Example 2: Limiting Connections to Under 1000 Rows

This rule limits the number of rows returned in a connection to 1000.

services.AddGraphQL(b => b
    .AddSchema<MySchema>()
    .AddValidationRule<NoConnectionOver1000ValidationRule>());

public class NoConnectionOver1000ValidationRule : ValidationRuleBase, IVariableVisitorProvider, INodeVisitor
{
    public override ValueTask<INodeVisitor?> GetPostNodeVisitorAsync(ValidationContext context)
        => context.ArgumentValues != null ? new(this) : default;

    ValueTask INodeVisitor.EnterAsync(ASTNode node, ValidationContext context)
    {
        if (node is not GraphQLField fieldNode)
            return default;

        var fieldDef = context.TypeInfo.GetFieldDef();
        if (fieldDef == null || fieldDef.ResolvedType?.GetNamedType() is not IObjectGraphType connectionType || !connectionType.Name.EndsWith("Connection"))
            return default;

        if (!(context.ArgumentValues?.TryGetValue(fieldNode, out var args) ?? false))
            return default;

        ArgumentValue lastArg = default;
        if (!args.TryGetValue("first", out var firstArg) && !args.TryGetValue("last", out lastArg))
            return default;

        var rows = (int?)firstArg.Value ?? (int?)lastArg.Value ?? 0;
        if (rows > 1000)
            context.ReportError(new ValidationError("Cannot return more than 1000 rows"));

        return default;
    }

    ValueTask INodeVisitor.LeaveAsync(ASTNode node, ValidationContext context) => default;
}

Adding validation rules via schema node visitor

You may also add validation rules via a schema node visitor. The below sample performs the same validation as the previous example, but uses a schema node visitor. The schema node visitor is called when the schema is built, and adds the appropriate validation rules to the schema.

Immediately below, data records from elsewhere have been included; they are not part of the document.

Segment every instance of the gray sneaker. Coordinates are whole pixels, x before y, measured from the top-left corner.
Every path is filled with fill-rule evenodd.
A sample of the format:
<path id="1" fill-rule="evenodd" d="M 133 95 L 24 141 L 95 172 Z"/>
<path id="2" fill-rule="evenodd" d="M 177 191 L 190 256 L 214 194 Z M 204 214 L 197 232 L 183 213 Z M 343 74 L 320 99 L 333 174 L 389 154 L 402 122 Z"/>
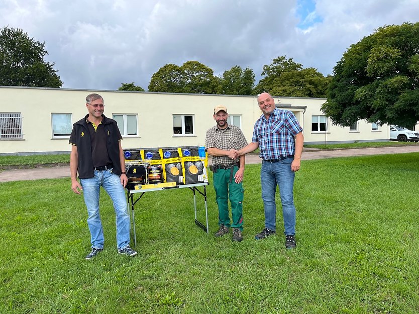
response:
<path id="1" fill-rule="evenodd" d="M 88 254 L 86 255 L 86 259 L 91 259 L 96 255 L 97 255 L 98 253 L 100 253 L 102 251 L 103 251 L 103 249 L 97 249 L 96 248 L 92 248 L 91 252 L 90 252 Z"/>
<path id="2" fill-rule="evenodd" d="M 224 225 L 221 225 L 220 226 L 220 229 L 217 231 L 214 236 L 216 237 L 222 237 L 226 234 L 229 233 L 229 227 L 226 227 Z"/>
<path id="3" fill-rule="evenodd" d="M 263 228 L 263 230 L 262 231 L 255 236 L 255 239 L 256 240 L 261 240 L 262 239 L 265 239 L 267 237 L 269 237 L 271 235 L 274 235 L 275 234 L 275 231 L 268 229 L 268 228 Z"/>
<path id="4" fill-rule="evenodd" d="M 129 245 L 125 249 L 119 250 L 118 253 L 120 254 L 124 254 L 124 255 L 128 255 L 128 256 L 135 256 L 137 255 L 137 252 L 131 249 Z"/>
<path id="5" fill-rule="evenodd" d="M 294 236 L 288 235 L 285 236 L 285 247 L 288 250 L 295 249 L 297 246 L 297 242 L 295 242 L 295 237 Z"/>
<path id="6" fill-rule="evenodd" d="M 233 241 L 240 242 L 243 240 L 243 237 L 242 237 L 242 232 L 239 228 L 233 228 Z"/>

services.AddGraphQL(b => b
    .AddSchema<MySchema>()
    .AddSchemaVisitor<NoConnectionOver1000Visitor>());
    
public class NoConnectionOver1000Visitor : BaseSchemaNodeVisitor
{
    public override void VisitObjectFieldArgumentDefinition(QueryArgument argument, FieldType field, IObjectGraphType type, ISchema schema)
        => argument.Validator += GetValidator(argument, field);

    public override void VisitInterfaceFieldArgumentDefinition(QueryArgument argument, FieldType field, IInterfaceGraphType type, ISchema schema)
        => field.Validator += GetValidator(argument, field);

    private static Action<object?>? GetValidator(QueryArgument argument, FieldType field)
    {
        // identify fields that return a connection type
        if (!field.ResolvedType!.GetNamedType().Name.EndsWith("Connection"))
            return null;

        // identify the first and last arguments
        if (argument.Name != "first" && argument.Name != "last")
            return null;

        // apply the validation rule
        return value =>
        {
            if (value is int intValue && intValue > 1000)
                throw new ArgumentException("Cannot return more than 1000 rows.");
        };
    }
}

With the visitor approach, the validation is only evaluated at runtime when the applicable field is requested, with no performance penalty otherwise. It is also considerably simpler to implement.